Resource Efficient Large Scale ML: Plan Before You Run

Abstract

As ML on structured data becomes prevalent across enterprises, improving resource efficiency is crucial to lower costs and energy consumption. Designing systems for learning on structured data is challenging because of the large number of models. Parameters and data access patterns. We identify that current systems are bottlenecked by data movement which results in poor resource utilization and inefficient training.

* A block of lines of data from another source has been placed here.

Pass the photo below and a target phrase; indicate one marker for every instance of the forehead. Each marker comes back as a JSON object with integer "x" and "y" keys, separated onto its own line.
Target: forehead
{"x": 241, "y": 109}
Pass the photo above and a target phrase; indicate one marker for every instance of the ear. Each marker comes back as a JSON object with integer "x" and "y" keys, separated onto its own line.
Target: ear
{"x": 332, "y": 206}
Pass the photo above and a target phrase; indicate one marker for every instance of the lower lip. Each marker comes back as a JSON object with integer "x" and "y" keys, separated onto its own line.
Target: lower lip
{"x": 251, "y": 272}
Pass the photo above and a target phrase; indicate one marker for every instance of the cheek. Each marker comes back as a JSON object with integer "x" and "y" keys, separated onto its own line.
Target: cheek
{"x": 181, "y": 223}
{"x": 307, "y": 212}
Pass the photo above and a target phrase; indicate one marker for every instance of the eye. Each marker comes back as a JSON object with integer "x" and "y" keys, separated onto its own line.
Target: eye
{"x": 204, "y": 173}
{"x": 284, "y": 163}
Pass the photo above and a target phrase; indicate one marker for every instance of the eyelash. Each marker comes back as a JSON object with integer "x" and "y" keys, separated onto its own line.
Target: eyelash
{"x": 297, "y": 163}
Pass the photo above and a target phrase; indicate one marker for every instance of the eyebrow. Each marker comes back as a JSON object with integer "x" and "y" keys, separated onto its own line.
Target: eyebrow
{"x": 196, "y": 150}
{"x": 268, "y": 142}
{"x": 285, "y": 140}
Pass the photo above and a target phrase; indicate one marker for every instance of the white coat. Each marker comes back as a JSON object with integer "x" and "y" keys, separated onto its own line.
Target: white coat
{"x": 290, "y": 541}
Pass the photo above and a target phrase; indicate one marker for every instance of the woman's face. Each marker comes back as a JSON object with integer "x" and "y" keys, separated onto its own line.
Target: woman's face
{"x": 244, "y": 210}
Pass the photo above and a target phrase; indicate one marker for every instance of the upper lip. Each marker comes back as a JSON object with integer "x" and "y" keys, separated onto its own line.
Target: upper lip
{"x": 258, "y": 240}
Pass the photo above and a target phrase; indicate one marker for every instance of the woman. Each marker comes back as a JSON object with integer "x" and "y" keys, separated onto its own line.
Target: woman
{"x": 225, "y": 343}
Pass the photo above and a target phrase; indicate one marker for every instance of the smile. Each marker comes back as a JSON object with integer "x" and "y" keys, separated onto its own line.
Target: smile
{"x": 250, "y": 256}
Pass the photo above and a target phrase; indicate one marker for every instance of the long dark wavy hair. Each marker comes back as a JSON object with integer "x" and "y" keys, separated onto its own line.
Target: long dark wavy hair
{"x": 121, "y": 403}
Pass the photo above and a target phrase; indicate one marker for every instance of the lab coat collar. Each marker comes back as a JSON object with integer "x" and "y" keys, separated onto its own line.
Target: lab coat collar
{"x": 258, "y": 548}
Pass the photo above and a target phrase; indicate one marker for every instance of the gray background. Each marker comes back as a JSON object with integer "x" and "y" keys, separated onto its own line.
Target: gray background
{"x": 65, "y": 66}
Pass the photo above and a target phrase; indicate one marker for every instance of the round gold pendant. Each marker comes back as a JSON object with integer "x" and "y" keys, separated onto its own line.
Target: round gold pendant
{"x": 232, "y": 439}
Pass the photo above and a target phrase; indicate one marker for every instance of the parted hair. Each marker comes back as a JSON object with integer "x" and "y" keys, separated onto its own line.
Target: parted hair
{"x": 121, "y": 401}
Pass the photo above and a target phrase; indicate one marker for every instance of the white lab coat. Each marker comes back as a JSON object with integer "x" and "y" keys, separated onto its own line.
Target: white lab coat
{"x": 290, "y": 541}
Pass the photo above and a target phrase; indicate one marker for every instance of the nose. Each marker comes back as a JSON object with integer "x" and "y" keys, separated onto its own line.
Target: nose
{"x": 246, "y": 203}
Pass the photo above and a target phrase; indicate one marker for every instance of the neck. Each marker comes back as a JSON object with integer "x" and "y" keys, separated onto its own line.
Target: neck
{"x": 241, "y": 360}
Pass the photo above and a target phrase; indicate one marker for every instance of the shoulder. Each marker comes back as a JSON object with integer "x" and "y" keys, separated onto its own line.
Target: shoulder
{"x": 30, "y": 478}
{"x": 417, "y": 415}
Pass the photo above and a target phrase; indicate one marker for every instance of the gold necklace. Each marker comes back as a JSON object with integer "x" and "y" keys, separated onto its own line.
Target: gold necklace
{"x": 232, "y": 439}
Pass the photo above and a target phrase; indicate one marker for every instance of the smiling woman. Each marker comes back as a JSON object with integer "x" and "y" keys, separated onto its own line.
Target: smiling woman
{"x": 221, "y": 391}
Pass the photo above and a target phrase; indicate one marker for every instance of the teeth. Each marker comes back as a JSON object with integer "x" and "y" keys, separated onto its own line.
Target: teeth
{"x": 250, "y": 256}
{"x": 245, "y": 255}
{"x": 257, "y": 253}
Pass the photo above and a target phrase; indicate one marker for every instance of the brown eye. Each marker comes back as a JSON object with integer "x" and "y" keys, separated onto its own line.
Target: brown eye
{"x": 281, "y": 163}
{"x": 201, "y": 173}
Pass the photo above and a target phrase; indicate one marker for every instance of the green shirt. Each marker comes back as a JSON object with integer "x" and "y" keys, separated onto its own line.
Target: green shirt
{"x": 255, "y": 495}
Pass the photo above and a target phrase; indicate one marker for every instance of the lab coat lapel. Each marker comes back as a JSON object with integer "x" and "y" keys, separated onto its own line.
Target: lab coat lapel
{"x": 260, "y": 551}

In this talk, I will describe our work on developing systems that plan data access ahead of time to yield drastic improvements in resource efficiency. I will first describe Marius, a system for training ML models on billion-edge graphs using a single machine. Marius is designed as an out-of-core, pipelined training system and includes new buffer-aware data orderings that minimize disk accesses. I will then describe BagPipe, a recently developed system that lowers remote data access overheads for distributed training of recommendation models while maintaining synchronous training semantics. Finally, I will discuss how our design approach can also be extended cluster-wide to improve resource utilization across ML training jobs.

Biography

Shivaram Venkataraman is an Assistant Professor in the Computer Science Department at the University of Wisconsin, Madison. His research interests are in designing systems and algorithms for large-scale data analysis and machine learning. Previously, he completed his PhD from UC Berkeley where he was advised by Ion Stoica and Mike Franklin. His work has been recognized with an NSF CAREER award, a SIGMOD Systems award, and a SACM Student Choice Professor of the Year award.